I'm trying to parse a 13.000 line file line by line. I tried parsing it with std::string::find and std::string::substr but it takes about 15 seconds. With sscanf it takes about 1.3 seconds. Although I've got an issue with sscanf. For example:
1 2 3 4 5 6 7 8 9 10 11 12 13 14
/*
Line format:
Column1[TAB]Column2[TAB]Column3[TAB]...
Example:
Value1 12 Value3 ...
*/
std::string format;
format += "%[^'\t']";
format += "%u\t";
format += "%[^'\t']";
// ..
std::getline(file, line);
sscanf(line.c_str(), format.c_str(), value1, &value2, value3 /*, ..*/);
The problem is some of the values can be empty. When that is the case sscanf ignores all the '\t' until the first character found and that results as columns being shifted, values being incorrect.
I can't comment on scanf, it's not something I've used much. Still, rather than std::string::find and std::string::substr, did you consider std::istringstream and std::getline() with a tab delimiter. There might be a difference in speed.
An example of a few lines from the file and which columns may be empty (any/all of them?) and whether you are only interested in specific columns, or you want all of them, might help.

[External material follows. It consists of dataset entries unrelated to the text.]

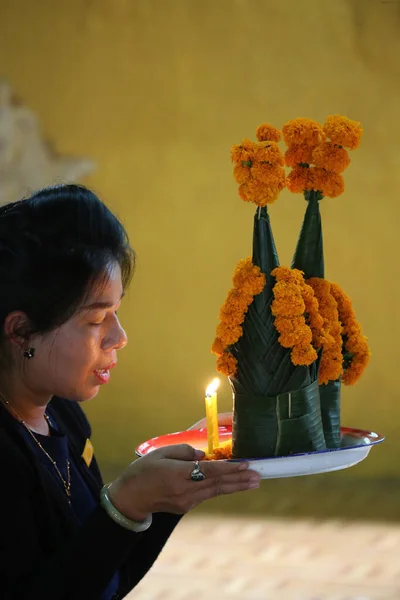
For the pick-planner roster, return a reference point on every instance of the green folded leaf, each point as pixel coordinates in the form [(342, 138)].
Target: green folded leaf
[(264, 366), (285, 424), (309, 253), (330, 412)]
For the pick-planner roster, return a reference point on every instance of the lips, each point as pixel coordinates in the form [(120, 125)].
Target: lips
[(103, 374)]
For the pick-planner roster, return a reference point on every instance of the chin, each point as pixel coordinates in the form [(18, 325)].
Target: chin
[(84, 396)]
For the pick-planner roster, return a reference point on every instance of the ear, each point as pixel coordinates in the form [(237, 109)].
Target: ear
[(16, 328)]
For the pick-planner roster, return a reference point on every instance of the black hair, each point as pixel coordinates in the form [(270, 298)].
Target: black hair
[(54, 246)]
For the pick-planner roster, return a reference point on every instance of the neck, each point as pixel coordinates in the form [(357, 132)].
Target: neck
[(24, 406)]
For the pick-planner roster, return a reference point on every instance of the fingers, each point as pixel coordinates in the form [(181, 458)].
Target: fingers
[(180, 452), (218, 468), (228, 484)]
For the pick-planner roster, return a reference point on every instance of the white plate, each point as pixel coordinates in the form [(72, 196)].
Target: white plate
[(355, 447)]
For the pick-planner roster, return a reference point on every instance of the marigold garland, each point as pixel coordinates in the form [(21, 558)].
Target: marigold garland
[(292, 296), (331, 157), (331, 367), (331, 184), (244, 152), (299, 180), (355, 345), (268, 133), (259, 169), (343, 131), (248, 281), (298, 154), (303, 131), (317, 162), (227, 364)]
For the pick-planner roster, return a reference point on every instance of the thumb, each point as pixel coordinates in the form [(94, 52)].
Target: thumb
[(181, 452)]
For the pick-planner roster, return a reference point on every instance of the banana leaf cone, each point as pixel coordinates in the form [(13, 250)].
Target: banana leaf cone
[(330, 412), (309, 257), (276, 404)]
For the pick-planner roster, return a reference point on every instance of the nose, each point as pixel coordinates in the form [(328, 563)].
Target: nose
[(116, 339)]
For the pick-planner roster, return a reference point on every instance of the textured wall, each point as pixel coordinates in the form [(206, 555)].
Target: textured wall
[(156, 92)]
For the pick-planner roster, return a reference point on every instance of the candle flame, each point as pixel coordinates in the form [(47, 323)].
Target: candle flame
[(212, 388)]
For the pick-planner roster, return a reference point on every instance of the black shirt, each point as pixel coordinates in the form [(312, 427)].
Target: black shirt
[(83, 501), (48, 551)]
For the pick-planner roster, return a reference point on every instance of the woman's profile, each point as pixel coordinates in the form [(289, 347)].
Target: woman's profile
[(65, 264)]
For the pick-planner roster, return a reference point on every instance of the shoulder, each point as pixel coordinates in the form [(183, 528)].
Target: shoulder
[(72, 416)]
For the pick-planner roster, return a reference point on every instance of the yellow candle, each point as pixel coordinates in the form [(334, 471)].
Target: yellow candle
[(212, 416)]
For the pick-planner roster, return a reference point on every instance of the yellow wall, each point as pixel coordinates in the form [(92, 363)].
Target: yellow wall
[(156, 91)]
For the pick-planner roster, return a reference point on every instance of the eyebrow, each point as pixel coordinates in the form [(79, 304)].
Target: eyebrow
[(100, 305)]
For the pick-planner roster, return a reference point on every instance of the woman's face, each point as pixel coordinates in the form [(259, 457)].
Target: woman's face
[(75, 360)]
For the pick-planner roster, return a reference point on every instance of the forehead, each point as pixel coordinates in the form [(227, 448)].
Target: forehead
[(107, 289)]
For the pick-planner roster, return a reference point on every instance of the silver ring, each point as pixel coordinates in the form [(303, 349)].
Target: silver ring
[(197, 474)]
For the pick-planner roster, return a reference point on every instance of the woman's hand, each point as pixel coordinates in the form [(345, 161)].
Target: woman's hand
[(224, 419), (160, 482)]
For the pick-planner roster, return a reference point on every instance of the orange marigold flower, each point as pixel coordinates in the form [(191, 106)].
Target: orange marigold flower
[(243, 152), (268, 133), (286, 304), (235, 307), (248, 278), (227, 364), (303, 131), (331, 339), (298, 154), (269, 152), (229, 335), (303, 354), (258, 192), (293, 331), (289, 308), (331, 157), (356, 350), (343, 131), (329, 183), (270, 175), (288, 274), (241, 173), (298, 180), (217, 347)]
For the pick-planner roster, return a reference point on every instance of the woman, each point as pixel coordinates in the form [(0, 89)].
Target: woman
[(65, 263)]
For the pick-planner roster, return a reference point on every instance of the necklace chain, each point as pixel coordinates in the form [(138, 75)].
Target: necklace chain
[(66, 484)]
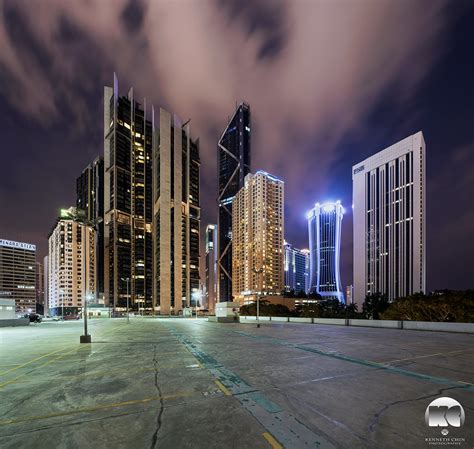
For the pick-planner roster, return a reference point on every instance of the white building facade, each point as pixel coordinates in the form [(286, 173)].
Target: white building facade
[(389, 211), (71, 266)]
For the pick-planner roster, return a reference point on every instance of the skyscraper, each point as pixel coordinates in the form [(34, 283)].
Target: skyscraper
[(296, 269), (90, 198), (71, 266), (234, 165), (324, 228), (176, 215), (17, 274), (151, 207), (389, 221), (258, 227), (128, 239), (211, 266)]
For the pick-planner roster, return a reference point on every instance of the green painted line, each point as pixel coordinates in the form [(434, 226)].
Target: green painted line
[(363, 362)]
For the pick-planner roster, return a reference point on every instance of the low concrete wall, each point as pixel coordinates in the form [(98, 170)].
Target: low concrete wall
[(336, 321), (434, 326), (280, 318), (15, 322), (386, 324), (391, 324), (300, 320)]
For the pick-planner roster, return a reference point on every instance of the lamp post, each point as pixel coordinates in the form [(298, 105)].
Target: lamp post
[(61, 292), (79, 216), (127, 280), (257, 272)]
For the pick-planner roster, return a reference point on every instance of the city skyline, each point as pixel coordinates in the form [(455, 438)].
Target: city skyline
[(60, 147)]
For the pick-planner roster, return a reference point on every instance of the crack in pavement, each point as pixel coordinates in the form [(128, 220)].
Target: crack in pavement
[(160, 412), (379, 414)]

@Chervil Hey thanks for the reply. I've used std::istringstream with the delimiter and that reduced the time to 8 seconds. Here's the header and few lines:
1 2
// Header
TID ItemName Level SuitableLevelMin SuitableLevelMax Class Race Gender Type SubType ExtraType BoundType EventItem PCBang Only Villain Only GroupID DropRate DropRank font color Spirit Type NPC Price PC Price NPC Charisma Price NPC Shrine Coin PC Charisma Price PC Shrine Coin Stack Hand Rank DUR MinSocket MaxSocket MinOption MaxOption ATK Range ATK Speed Physical_Min_Damage Physical_Max_Damage Physical_Defense_Point Physical_ATKRate PDR BlockRate Magic_Defense_Point Water_Defense_Point Fire_Defense_Point Earth_Defense_Point Air_Defense_Point CON_Bonus_Point STR_Bonus_Point DEX_Bonus_Point INT_Bonus_Point Wis_Bonus_Point Apply Effect Count Apply Effect Time Use Interval HP SP MP Rune Attribute Use skill id Use skill level Polymorph Id Polymorph Dur FirstCategory FirstCategoryName SecondCategory SecondCategoryName PhysicalRank Hp_Buff Mp_Buff Attack_Buff Defense_Buff Run_Buff Cash Destination RemainTime ExpireTime classify_id CanStopUsingItem CashItemUseType EnableOnRide OptionTID PotionType2 Link_id Skill_plus Gambling QuestItem Gacha_Type_Numer GachaRank RemainPetStamina GachaMinLv GachaMaxLv Item_section_num Heroic_Min_Damage Heroic_Max_Damage Heroic_Defense_Point
1 2
// Entry
50405 Absolute Cap of Antonio 75 2 1 1 3517399 1 10000 3 40 2 2 15 15 12000;5540
Another thing I tested is with release build time goes from given seconds to few hundred milliseconds(8s -> 120ms) but since I'm running the application in debug mode most of the time(and this file is a must everytime that I run the application) 8 seconds is really annoying.
@cire Thanks for the reply. Some fields have a string data type so I ended up manually calling std::getline(std::istringstream, field, '\t') for each field. Using std::istringstream reduced the loading time about 50% but it's still really annoying to wait 8 seconds each time I try to launch the application.